- Breed: Standardbred
- Sire: In The Pocket
- Grandsire: Direct Scooter
- Dam: Advance Debra
- Damsire: Vance Hanover
- Sex: Stallion
- Foaled: 1 August 1996
- Died: 29 July 2017
- Country: New Zealand
- Colour: Black
- Breeder: NJ&OW Cockcroft, PM Inkpen
- Owner: Greg Brodie
- Record: 56:41-4-0
- Earnings: $1,485,629

Major wins
- New Zealand Sires Stakes 2yo Final (1998) New Zealand Sires Stakes 3yo Final (1998) Great Northern Derby (1998) New Zealand Derby (1999) Victoria Derby (1999) Australian Derby (1999) New South Wales Derby (1999) Queensland Derby (1999) South Australian Cup (2001) Queensland Pacing Championship (2001) Australian Pacing Championship (2001)

Awards
- New Zealand 2-Year Old Pacer of the Year (1998) New Zealand 3-Year Old Pacer of the Year (1999) New Zealand 4-Year Old Pacer of the Year (2000) Australian 3-Year Old Pacer of the Year (1999)

Honours
- New Zealand Harness Racing Hall of Fame

= Courage Under Fire (horse) =

New Zealand Standardbred racehorse

Courage Under Fire (1 August 1995 – 29 July 2017) was a New Zealand-bred champion Standardbred race horse notable for being undefeated in his first 24 race starts. A diminutive horse, he was known as Mighty Mouse.

==Racing==
Courage Under Fire was undefeated in both his two- and three-year-old seasons of racing. As a three-year-old he won a record six derbies. In the Australian Derby at Moonee Valley he broke the track record defeating local star Shakamaker.

As an older horse Courage Under Fire was defeated for the first time in a heat of the 2000 Inter Dominion Pacing Championship after winning his first 24 races. After the 2000 Inter Dominion he was relocated from the New Zealand stables of Bruce Negus to Australian trainer Brian Hancock however his career plateaued. He later won the South Australian Cup, Queensland Pacing Championship and Australian Pacing Championship. He was narrowly beaten in the Miracle Mile and Victoria Cup and he won six heats of the Inter Dominion Pacing Championship and was fourth in the final in 2001. In the South Australian Cup at Globe Derby Park in 2001 he set a track record that stood until broken by his son Smolda in 2017. A popular horse, large crowds often surrounded his stall for a glimpse.

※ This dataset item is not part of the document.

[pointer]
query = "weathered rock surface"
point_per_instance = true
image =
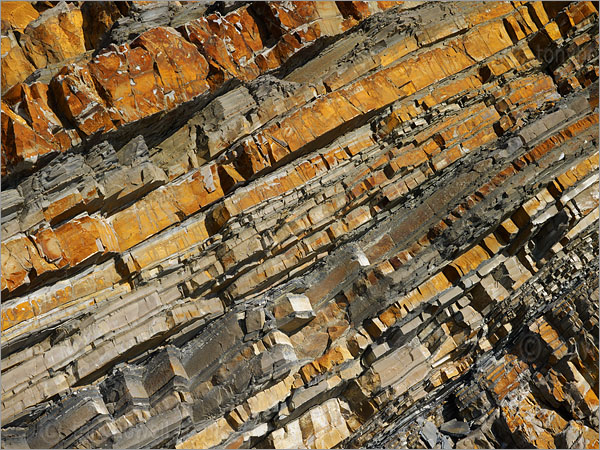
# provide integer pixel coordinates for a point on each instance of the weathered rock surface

Courage Under Fire won 41 of 56 starts and earned $NZ1,551,941 in stakes.

==Notable races==

- 1st in the 1998 New Zealand Sires Stakes 2yo Final beating Cigar and Revonez
- 1st in the 1998 New Zealand Sires Stakes 3yo Final beating Smart Holmes and Cigar
- 1st in the 1998 Great Northern Derby beating Cigar and Stevies
- 1st in the 1999 New Zealand Derby beating Colonel Anvil and Waitaki Warrior
- 1st in the 1999 Victoria Derby beating Luke Of Earl and Chairman Whitby
- 1st in the 1999 Australian Derby beating Revonez and Shakamaker
- 1st in the 1999 New South Wales Derby beating Just Okay and Docs Mistake
- 1st in the 1999 Queensland Derby beating My Way Of Thinking and Bronski Warrior
- 2nd in Heat 2 of the 2000 Inter Dominions (Moonee Valley) behind Kyema Kid with OK Oskar 3rd
- 1st in Heat 7 of the 2000 Inter Dominions beating Luke Of Earl and Kyema Kid
- 1st in Heat 2 of the 2001 Inter Dominions (Albion Park) beating Yulestar and Safe And Sound
- 1st in Heat 9 of the Inter Dominions beating Breenys Fella and Lombo Rapida
- 4th in the 2001 Inter Dominion Grand Final behind Yulestar, Atitagain and Pocket Me
- 1st in the 2001 South Australian Cup beating Breenys Fella and Friends For Life
- 1st in the 2001 Queensland Pacing Championship beating Shakamaker and Rare Fuel
- 1st in the 2001 Australian Pacing Championship beating Shakamaker and Double Identity
- 2nd in the 2001 Miracle Mile Pace behind Smooth Satin with Yulestar 3rd
- 2nd equal in the 2002 Victoria Cup behind Jofess, dead-heated with Safe And Sound with Yulestar 4th

==Stud career==

At stud he sired more than 400 winners in New Zealand and more than 300 winners in Australia including Inter Dominion Pacing Championship winner Smolda and was expected to serve a full book of mares in the 2017–18 breeding season.

He died at Yirribee Stud near Wagga Wagga, New South Wales after being purchased by Yirribee in July 2017.